9th Conference European Sociological Association

RN02 Sociology of the Arts

2009-09-03 09:00:00 2009-09-03 10:30:00 Thursday, 3 September 09:00 - 10:30 Arts and Politics Building II, C6.08

The role of the music in the German extremist right-wing movements

As addressed by Eyerman and Jamison (1998: 160), "the construction of meaning through songs is a central aspect of collective identity formation and (...) collective structures of feeling are actually made and reorganized, in part, through music".
Based on a deep description of the main features, modes of distribution and consumption practices of Rechtsrock (Right-wing music), the paper will frame the conspirative and penally punishable activities of nowadays nationalistic movements in the Bundesrepublik Deuschlands focusing on the central role played by music in giving cohesion and coherence to this widespread scene.
German extremist movements represent a significant example of political propaganda through music. In the past decades, right-wing parties have registered a dramatic decrease in youth participation and trust in traditional political models. To contrast this tendency, a new strategy was adopted and several small groups and organizations were created at a regional level; nonetheless, the governmental prohibition of reconstructing any organization which could remind of the Nazi party made particularly hard their survival. All these fragmented units needed a common ideological denominator as well as a way to keep in touch with each other without being bothered by any legal complication. And, it was in this context that music was chosen as effective means of propaganda, as powerful homogenizing element, as privileged way to reach young and potentially new adepts of the extremist right-wing scene.
Four will be the foci of the paper: the Rechtsrock groups, the songs, the concerts as socialization event and the audience. In particular, the analysis will pay close attention to the songs' content.

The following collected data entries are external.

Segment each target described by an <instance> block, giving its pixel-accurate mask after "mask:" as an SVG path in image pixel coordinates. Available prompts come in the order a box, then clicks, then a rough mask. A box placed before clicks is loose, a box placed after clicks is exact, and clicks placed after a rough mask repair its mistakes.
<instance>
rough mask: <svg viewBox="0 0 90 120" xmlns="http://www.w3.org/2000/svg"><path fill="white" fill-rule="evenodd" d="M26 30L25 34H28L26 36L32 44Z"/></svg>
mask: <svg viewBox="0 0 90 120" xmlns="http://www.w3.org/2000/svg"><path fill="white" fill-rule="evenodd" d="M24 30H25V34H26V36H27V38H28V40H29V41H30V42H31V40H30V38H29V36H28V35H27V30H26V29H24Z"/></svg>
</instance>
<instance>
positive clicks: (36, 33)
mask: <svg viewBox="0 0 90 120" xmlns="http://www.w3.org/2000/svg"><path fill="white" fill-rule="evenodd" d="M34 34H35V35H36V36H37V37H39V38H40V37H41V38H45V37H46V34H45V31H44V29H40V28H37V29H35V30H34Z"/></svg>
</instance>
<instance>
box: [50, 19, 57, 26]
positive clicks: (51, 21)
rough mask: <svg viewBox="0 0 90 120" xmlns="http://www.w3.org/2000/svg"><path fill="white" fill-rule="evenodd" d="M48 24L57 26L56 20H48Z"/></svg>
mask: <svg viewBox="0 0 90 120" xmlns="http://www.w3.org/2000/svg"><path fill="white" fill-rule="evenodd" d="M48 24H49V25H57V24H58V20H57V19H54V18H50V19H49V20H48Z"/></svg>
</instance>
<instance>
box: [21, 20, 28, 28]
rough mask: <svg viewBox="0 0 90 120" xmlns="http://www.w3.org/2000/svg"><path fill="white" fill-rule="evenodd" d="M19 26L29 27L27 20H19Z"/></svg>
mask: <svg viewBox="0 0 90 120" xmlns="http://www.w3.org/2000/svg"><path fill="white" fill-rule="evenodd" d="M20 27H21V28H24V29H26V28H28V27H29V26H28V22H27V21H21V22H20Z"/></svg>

Through a grounded theory, by using NVivo qualitative software, it will be possible to discover and analyse the most common topics, words and symbols characterizing their music production, thus deeply penetrating into the ideology, the process of identity formation and the structure of feeling of these movements.
Coherently with a framework that looks at music as significant and largely resource for academic observes, the paper will underline how the sociology of music represents an extremely effective and strategic means for the examination of complex phenomena such as extremist and xenophobic movements.